La revue L’Amateur de cigare a bénéficié d’un arrêt de la Cour d’appel de Paris en date du 16 janvier 2015. Le périodique était poursuivi par une association dénommée Les droits des non-fumeurs. Celle-ci invoquait les articles L. 3511-1 et L. 3511-3 du Code de la santé publique, issus de la loi n°91-32 du 10 janvier 1991, dite « loi Évin ». L’association voulait fustiger notamment une interview donnée par un chanteur photographié avec deux cigares en poche. Les magistrats relèvent, pour donner raison aux fumeurs de Havane, que « le magazine a pour finalité le partage d’expériences entre consommateurs éclairés et leur information autour de la culture du cigare, sans que soient tenus des discours visant directement ou indirectement à inciter à consommer du tabac, ou que n’apparaissent de publicités pour des produits du tabac ».

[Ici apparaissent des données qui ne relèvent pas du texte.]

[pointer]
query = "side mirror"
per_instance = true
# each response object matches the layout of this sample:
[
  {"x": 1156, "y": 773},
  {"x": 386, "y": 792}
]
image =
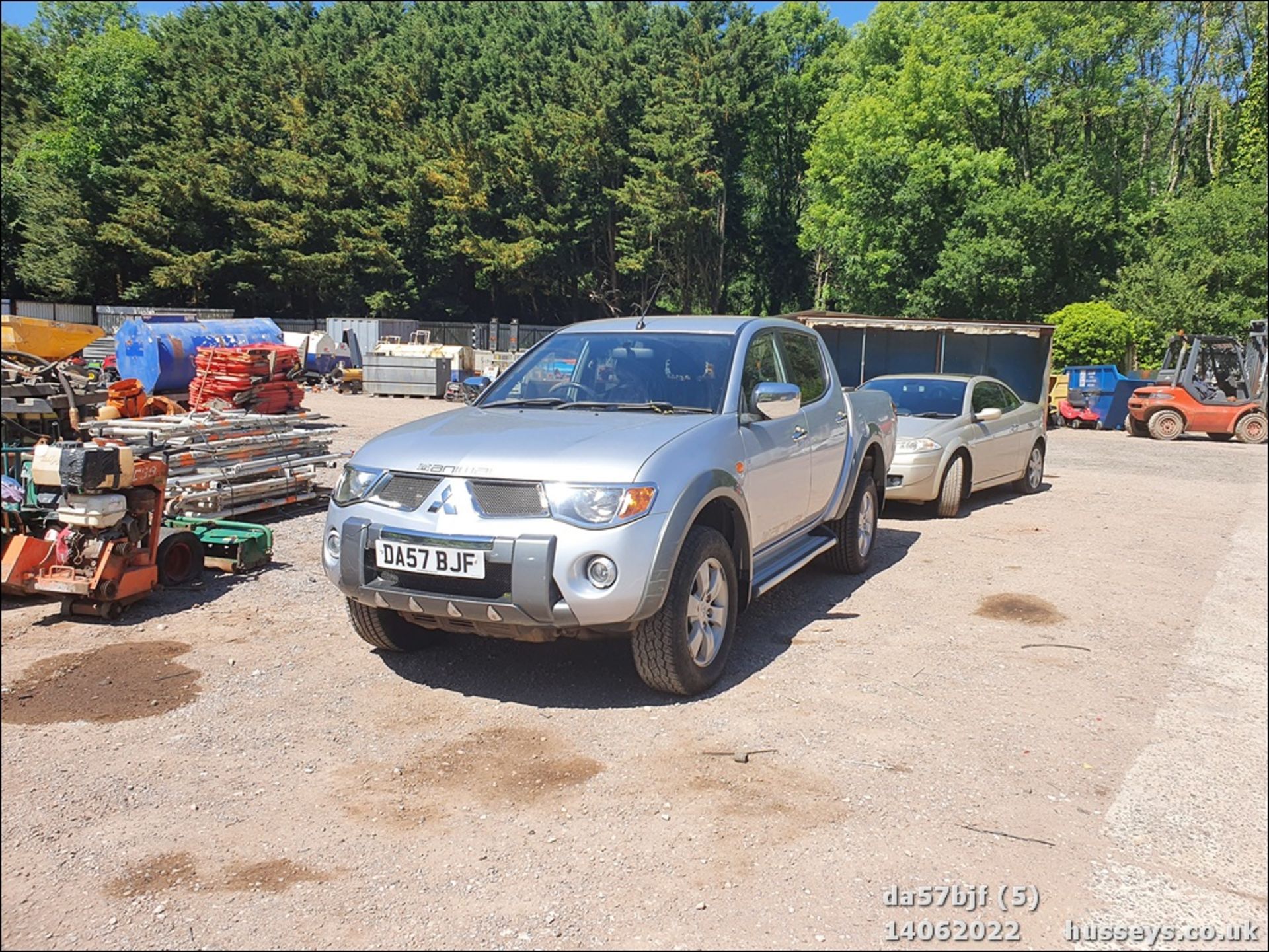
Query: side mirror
[{"x": 777, "y": 401}]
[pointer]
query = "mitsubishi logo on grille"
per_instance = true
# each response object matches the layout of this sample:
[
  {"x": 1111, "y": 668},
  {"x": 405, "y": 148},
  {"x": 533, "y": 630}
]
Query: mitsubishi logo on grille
[{"x": 442, "y": 502}]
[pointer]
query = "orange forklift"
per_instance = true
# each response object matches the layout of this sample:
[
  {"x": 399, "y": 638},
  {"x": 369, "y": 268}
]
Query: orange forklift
[{"x": 1207, "y": 384}]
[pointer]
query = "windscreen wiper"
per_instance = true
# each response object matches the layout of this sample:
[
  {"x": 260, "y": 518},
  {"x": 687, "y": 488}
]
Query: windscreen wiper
[
  {"x": 527, "y": 402},
  {"x": 656, "y": 406}
]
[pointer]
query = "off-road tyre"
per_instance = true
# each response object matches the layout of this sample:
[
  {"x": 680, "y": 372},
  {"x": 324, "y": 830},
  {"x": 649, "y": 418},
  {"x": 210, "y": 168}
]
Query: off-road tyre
[
  {"x": 387, "y": 630},
  {"x": 845, "y": 557},
  {"x": 660, "y": 641}
]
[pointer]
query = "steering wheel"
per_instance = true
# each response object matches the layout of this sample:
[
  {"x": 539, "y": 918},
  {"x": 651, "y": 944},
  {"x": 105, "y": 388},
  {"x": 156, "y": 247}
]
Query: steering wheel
[{"x": 575, "y": 386}]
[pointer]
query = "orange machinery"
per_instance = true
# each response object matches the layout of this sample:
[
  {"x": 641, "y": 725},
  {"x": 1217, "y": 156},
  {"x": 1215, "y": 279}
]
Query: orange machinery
[
  {"x": 1206, "y": 386},
  {"x": 106, "y": 552}
]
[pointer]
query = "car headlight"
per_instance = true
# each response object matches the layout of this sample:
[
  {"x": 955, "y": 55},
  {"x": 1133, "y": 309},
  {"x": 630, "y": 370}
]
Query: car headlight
[
  {"x": 918, "y": 445},
  {"x": 353, "y": 484},
  {"x": 592, "y": 506}
]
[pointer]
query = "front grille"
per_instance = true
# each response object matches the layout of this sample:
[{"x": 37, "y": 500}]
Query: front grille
[
  {"x": 405, "y": 492},
  {"x": 510, "y": 499},
  {"x": 495, "y": 587}
]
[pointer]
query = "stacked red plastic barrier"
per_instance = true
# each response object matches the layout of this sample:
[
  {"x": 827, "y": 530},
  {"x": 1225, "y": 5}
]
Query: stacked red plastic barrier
[{"x": 254, "y": 377}]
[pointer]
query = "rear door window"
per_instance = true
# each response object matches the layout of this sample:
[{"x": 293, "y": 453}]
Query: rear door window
[
  {"x": 761, "y": 365},
  {"x": 806, "y": 368},
  {"x": 986, "y": 396}
]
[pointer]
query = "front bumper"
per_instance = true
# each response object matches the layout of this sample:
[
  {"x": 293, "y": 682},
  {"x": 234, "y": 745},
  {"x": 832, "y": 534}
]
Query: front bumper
[
  {"x": 914, "y": 477},
  {"x": 535, "y": 589}
]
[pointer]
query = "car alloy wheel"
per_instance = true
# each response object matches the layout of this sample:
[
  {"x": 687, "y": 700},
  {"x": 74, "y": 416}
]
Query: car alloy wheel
[
  {"x": 1034, "y": 468},
  {"x": 867, "y": 525},
  {"x": 707, "y": 612}
]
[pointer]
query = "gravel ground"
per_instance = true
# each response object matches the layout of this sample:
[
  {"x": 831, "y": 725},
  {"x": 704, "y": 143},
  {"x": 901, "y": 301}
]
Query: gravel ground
[{"x": 1083, "y": 670}]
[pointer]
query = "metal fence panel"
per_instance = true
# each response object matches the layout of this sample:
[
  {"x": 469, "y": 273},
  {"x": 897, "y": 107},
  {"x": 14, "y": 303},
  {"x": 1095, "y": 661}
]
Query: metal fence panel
[
  {"x": 74, "y": 313},
  {"x": 36, "y": 309}
]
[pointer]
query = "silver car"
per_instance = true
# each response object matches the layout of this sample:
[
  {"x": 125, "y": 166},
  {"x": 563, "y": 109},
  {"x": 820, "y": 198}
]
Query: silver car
[
  {"x": 634, "y": 478},
  {"x": 958, "y": 434}
]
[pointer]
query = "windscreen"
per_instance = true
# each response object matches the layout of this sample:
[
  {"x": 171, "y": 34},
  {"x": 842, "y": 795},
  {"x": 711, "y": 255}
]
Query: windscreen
[
  {"x": 921, "y": 396},
  {"x": 623, "y": 371}
]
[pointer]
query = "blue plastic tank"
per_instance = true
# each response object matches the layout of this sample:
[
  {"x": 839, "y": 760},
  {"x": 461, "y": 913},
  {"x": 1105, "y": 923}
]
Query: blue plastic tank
[{"x": 159, "y": 349}]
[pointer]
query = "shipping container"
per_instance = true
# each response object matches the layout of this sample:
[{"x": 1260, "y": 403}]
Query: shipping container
[
  {"x": 110, "y": 317},
  {"x": 391, "y": 375},
  {"x": 863, "y": 348},
  {"x": 369, "y": 330}
]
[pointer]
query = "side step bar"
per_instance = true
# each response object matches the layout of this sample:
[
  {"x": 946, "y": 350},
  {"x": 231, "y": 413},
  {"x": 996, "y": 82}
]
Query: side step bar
[{"x": 790, "y": 561}]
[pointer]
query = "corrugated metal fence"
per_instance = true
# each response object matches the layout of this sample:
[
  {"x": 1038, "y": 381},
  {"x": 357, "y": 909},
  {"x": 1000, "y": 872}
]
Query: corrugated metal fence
[
  {"x": 510, "y": 338},
  {"x": 48, "y": 311}
]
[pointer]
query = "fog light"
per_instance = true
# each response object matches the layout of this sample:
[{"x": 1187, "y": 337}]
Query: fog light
[{"x": 602, "y": 572}]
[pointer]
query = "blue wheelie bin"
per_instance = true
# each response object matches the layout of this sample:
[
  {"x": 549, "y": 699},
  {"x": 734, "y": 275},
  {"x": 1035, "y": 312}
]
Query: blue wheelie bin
[{"x": 1106, "y": 392}]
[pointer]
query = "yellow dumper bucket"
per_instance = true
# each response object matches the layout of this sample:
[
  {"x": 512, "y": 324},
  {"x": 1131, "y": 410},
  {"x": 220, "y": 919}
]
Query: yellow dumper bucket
[{"x": 50, "y": 340}]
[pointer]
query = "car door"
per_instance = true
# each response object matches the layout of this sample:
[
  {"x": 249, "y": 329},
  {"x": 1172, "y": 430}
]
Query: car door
[
  {"x": 991, "y": 441},
  {"x": 825, "y": 418},
  {"x": 1026, "y": 422},
  {"x": 777, "y": 480}
]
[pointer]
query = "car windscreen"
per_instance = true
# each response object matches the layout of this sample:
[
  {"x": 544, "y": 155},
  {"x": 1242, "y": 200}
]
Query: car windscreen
[
  {"x": 921, "y": 396},
  {"x": 619, "y": 371}
]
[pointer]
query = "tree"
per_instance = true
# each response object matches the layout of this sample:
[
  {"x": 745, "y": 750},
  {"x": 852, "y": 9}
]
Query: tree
[
  {"x": 1204, "y": 268},
  {"x": 1095, "y": 332}
]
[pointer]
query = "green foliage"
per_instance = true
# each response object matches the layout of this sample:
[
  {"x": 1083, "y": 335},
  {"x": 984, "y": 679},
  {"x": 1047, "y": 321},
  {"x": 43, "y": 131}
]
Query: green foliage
[
  {"x": 1095, "y": 332},
  {"x": 997, "y": 160},
  {"x": 557, "y": 161},
  {"x": 1204, "y": 266}
]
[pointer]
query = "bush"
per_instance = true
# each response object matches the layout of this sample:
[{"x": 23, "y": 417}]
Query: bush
[{"x": 1095, "y": 332}]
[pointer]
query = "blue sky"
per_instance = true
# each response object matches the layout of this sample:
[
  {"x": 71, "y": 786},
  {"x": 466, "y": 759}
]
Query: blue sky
[{"x": 19, "y": 15}]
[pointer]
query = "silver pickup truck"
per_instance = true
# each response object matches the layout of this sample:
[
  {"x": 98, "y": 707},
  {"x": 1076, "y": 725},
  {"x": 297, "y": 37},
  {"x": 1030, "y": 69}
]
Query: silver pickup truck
[{"x": 641, "y": 478}]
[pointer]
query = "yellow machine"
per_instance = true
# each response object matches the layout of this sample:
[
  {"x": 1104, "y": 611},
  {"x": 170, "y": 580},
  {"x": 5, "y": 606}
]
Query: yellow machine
[{"x": 48, "y": 340}]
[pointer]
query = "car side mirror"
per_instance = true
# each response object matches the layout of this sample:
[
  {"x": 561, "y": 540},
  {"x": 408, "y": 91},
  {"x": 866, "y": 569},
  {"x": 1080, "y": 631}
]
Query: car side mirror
[{"x": 777, "y": 401}]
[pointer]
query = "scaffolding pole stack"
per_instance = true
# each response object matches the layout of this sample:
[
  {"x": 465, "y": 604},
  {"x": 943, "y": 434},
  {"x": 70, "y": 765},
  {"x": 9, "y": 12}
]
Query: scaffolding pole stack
[{"x": 227, "y": 463}]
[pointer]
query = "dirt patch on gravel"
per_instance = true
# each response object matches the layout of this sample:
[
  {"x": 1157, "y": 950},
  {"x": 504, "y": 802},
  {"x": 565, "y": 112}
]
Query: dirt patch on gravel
[
  {"x": 155, "y": 875},
  {"x": 169, "y": 871},
  {"x": 113, "y": 684},
  {"x": 1019, "y": 608},
  {"x": 270, "y": 876},
  {"x": 500, "y": 766}
]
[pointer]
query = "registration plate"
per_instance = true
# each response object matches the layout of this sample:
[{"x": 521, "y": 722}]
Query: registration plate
[{"x": 429, "y": 560}]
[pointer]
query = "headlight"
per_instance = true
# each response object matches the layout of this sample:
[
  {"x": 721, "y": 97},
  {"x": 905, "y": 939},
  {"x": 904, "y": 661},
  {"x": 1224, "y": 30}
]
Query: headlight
[
  {"x": 920, "y": 445},
  {"x": 354, "y": 482},
  {"x": 599, "y": 505}
]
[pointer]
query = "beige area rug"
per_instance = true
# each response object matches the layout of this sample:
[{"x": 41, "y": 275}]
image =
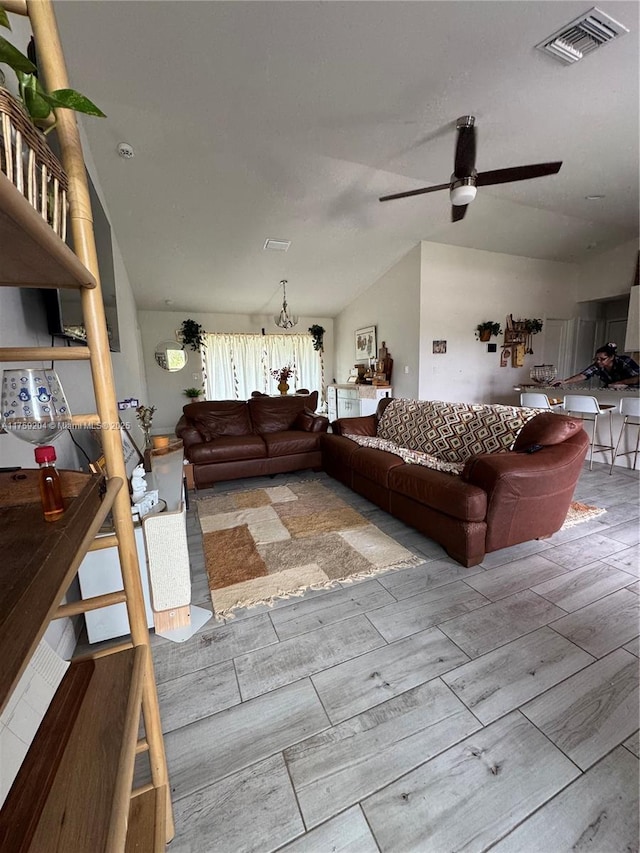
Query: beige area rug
[
  {"x": 578, "y": 513},
  {"x": 264, "y": 544}
]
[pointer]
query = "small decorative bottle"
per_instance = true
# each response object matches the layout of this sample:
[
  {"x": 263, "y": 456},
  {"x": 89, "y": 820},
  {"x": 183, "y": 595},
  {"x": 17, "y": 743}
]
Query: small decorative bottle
[{"x": 50, "y": 490}]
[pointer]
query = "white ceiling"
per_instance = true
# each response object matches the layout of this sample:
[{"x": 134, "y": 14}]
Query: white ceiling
[{"x": 287, "y": 120}]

La Cour ajoute que « les pages incriminées s’inscrivent dans ce contexte d’expériences personnelles, avec parfois des touches humoristiques s’agissant des pictogrammes repris de la lutte antitabac, lesquelles relèvent de la liberté d’expression et ne peuvent être assimilées à des agissements de prosélytisme en faveur de la consommation de tabac ». Ainsi, la revue « ne présente pas d’impact sur la consommation de tabac tel que visé par les objectifs de protection de la santé publique ».
Rappelons qu’une telle exégèse n’a pas été souvent partagée et que, bien au contraire, un curieux phénomène d’autocensure a saisi les acteurs de la culture confrontés à des images de fumeurs. La Poste a édité en 1996, dans le cadre de l’hommage rendu par la France à André Malraux, pour le vingtième anniversaire de sa mort, un timbre à l’effigie de l’écrivain et ancien ministre de la Culture du général de Gaulle. Mais l’image choisie — une reproduction de la célèbre photographie de la portraitiste Gisèle Freund —, avait subi une réelle mutilation, la cigarette d’André Malraux ne figurant plus entre ses lèvres. La Poste a alors expliqué cette décision par la volonté de ne pas promouvoir la cigarette, estimant ainsi respecter les objectifs de la loi Evin.
De la même manière, en 2005, les graphistes ayant travaillé sur le catalogue de l'exposition de la Bibliothèque Nationale de France consacrée à Jean-Paul Sartre à l'occasion du centenaire de sa naissance, s’étaient crus autorisés à gommer la cigarette qui quittait rarement ses doigts. Cette dérive dans l’application de la loi Evin est allée encore plus loin en 2009, au sein de l’espace d’affichage de la Régie Autonome des Transports Parisiens (RATP).
En effet, sur l’affiche de l’exposition consacrée à Jacques Tati à la Cinémathèque française, ce dernier y avait perdu sa pipe au profit d’un ridicule moulin-à-vent. Métrobus, la régie publicitaire de la RATP, avait justifié ce subterfuge par la volonté d’interdire toute publicité indirecte pour le tabac, considérant cette approche conforme aux objectifs de la loi Evin. Enfin, cette interprétation extensive de la loi Evin s’est également manifestée dans la déformation de certaines affiches d’œuvres cinématographiques.
Par exemple, en 2009, Métrobus (encore) a mis en cause la présence de fumée de cigarettes sur l’affiche du film Gainsbourg, vie héroïque de Joann Sfar. De même, la représentation de Coco Chanel avec sa cigarette sur l’affiche du film d’Anne Fontaine Coco avant Chanel, a été refusée par la régie publicitaire de la RATP, celle-ci se prévalant une nouvelle fois du respect de la loi Evin. La jurisprudence commence seulement à donner tort à ces frileux interprètes du Code de la santé publique.